Но Марийка сразу почуяла правду, заплакала.

— Папанька… Как же это тебя? Папанька, родимый…

И вдруг, громко зарыдав, побежала к будке.

— Ну и дурочка. Расстроится мать теперь, — вздохнул Фома Гаврилович.

Глядя сухими потемневшими глазами на отца, Володя спросил:

— Больно руке? Здорово отшибло?

— Тебе скажу, сынок, правду — изрядно. Тебе чистую правду надо знать… Калека теперь я, сынок.

Сердце Володи оборвалось.

«Нас, сынок, руки кормят, — не раз слышал он от отца. — Лишился человек рук и сразу становится нищим-попрошайкой, вроде тех, что на паперти полушки вымаливают».
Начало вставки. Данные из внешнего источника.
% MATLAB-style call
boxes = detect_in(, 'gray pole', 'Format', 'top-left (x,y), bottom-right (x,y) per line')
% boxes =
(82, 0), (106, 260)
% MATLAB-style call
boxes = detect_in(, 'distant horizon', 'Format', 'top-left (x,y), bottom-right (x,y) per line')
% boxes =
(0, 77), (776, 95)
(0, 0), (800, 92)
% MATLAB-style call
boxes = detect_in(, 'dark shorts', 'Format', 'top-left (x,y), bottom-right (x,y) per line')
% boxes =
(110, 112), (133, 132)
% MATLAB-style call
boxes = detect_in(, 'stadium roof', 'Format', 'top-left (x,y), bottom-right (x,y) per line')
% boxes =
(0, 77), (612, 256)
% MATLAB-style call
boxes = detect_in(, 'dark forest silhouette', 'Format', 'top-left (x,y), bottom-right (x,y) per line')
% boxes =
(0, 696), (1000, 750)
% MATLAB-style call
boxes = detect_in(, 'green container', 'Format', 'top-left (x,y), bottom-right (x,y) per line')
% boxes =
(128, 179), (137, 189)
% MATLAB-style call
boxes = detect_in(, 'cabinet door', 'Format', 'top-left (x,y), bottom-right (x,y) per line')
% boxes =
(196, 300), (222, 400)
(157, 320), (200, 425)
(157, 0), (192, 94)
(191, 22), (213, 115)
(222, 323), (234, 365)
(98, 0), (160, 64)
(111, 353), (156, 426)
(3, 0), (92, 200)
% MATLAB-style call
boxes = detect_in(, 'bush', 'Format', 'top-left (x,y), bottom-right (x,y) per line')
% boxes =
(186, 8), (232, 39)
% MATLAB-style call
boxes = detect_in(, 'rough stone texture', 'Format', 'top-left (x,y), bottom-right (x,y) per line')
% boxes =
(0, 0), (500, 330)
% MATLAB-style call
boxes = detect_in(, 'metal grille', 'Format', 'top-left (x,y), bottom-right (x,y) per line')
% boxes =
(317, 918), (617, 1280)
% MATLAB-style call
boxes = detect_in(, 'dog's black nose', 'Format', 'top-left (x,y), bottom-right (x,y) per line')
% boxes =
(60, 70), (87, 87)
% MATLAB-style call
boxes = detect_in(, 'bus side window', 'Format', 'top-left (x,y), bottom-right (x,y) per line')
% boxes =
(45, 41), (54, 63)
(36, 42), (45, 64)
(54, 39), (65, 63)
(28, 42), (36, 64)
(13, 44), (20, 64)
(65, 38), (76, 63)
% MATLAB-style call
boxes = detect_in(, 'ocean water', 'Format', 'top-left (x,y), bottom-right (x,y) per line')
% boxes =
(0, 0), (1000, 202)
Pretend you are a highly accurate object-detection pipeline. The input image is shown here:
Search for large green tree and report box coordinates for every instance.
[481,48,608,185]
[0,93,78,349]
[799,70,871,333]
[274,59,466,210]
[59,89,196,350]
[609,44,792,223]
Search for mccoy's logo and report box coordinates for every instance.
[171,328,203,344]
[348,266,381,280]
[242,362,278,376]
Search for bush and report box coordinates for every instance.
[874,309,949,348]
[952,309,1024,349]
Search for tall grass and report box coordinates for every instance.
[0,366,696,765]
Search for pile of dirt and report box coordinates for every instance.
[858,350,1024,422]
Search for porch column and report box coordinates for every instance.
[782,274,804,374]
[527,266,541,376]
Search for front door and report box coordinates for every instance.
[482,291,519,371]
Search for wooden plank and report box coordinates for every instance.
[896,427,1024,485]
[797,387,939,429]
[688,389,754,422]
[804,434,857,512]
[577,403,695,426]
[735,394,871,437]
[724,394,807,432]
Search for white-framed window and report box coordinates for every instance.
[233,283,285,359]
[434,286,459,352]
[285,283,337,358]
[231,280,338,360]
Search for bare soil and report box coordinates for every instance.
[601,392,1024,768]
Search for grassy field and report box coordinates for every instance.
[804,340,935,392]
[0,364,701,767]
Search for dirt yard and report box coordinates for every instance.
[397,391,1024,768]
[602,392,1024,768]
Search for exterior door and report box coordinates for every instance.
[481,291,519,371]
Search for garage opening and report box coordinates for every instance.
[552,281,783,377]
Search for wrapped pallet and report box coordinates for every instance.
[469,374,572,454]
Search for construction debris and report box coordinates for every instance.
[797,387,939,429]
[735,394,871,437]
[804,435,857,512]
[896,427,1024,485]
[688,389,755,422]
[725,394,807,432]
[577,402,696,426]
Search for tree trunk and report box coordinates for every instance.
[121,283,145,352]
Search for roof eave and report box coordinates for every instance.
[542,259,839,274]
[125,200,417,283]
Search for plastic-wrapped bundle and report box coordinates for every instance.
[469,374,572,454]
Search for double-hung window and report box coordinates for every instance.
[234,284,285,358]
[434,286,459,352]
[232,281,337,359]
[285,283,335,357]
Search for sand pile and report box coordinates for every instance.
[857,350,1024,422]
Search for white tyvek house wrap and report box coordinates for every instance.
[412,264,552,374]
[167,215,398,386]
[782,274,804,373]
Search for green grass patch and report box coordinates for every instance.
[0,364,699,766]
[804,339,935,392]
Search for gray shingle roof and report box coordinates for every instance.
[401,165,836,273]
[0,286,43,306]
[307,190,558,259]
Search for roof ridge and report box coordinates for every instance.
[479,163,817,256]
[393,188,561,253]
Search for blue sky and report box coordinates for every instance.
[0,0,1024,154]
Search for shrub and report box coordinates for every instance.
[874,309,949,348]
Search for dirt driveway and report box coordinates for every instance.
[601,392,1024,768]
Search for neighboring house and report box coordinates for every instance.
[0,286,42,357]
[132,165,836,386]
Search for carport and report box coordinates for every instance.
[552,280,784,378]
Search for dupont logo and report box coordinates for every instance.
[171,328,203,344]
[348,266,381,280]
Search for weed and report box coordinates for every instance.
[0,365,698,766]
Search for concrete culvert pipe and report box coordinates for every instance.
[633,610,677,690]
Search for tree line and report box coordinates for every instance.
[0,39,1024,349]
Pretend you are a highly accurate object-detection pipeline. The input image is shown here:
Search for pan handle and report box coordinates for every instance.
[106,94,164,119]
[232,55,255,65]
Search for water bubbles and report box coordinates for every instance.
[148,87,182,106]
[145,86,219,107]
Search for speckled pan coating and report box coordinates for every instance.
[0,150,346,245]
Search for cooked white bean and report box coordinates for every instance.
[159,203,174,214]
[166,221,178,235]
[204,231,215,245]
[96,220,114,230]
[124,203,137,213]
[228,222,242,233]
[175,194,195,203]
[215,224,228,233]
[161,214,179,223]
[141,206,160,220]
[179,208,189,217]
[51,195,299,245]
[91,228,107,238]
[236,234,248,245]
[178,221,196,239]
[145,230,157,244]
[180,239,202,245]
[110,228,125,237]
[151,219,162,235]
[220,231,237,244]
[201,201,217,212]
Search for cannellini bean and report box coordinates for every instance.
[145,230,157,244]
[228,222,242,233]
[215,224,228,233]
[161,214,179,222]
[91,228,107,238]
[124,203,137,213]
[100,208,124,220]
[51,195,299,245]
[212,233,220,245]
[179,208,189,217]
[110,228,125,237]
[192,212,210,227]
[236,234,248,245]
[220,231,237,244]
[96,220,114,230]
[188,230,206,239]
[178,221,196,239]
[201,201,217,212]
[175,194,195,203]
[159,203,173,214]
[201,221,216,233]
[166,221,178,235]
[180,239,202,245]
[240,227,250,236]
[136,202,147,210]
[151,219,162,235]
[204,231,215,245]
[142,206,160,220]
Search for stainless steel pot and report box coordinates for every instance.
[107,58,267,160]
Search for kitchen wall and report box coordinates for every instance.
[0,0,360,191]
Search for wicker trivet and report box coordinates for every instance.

Сейчас Володя вспомнил эти слова. Он представил себе, как отец, здоровый, сильный человек, который так важно расхаживал по путям и ловко забивал костыли, — как он стоит на паперти станичной церкви с усохшей култышкой вместо руки…

— Вот тебе и гимназия, сынок, — усталым голосом сказал Фома Гаврилович. — Придется мне залечь в больницу надолго, а у нас семья. Мать получает пять целковых в месяц. Такую арифметику тебе тоже пора решать.

Вагончик приближался к будке. Навстречу бежали Варвара Васильевна, Марийка, Ленка и Настя. Еще издали Володя увидел искаженное ужасом лицо матери. Платок ее сбился на плечи, растрепанные волосы развевались по ветру. Она что-то выкрикивала на бегу. Чтобы не видеть слез матери, Володя свернул с полотна, убежал в посадку.

Ничего не замечая вокруг, он шел по извилистой тропинке между ветвистых грабов, цепких кустов боярышниками акации. Зеленый полумрак стоял здесь. Пахло прелой листвой, одуряющей горечью болиголова и полыни, в кронах деревьев шумел ветер, высушенные солнцем листья срывались и, кружась, падали к ногам Володи. В чаще посадки покоилось то скучное безмолвие, какое свойственно большим лесам в преддверии осени. Изредка только чиркнет промелькнувшая в листве ласточка, сиротливо свистнет перелетный дрозд — и опять тишина, нарушаемая шорохом увядающей листвы.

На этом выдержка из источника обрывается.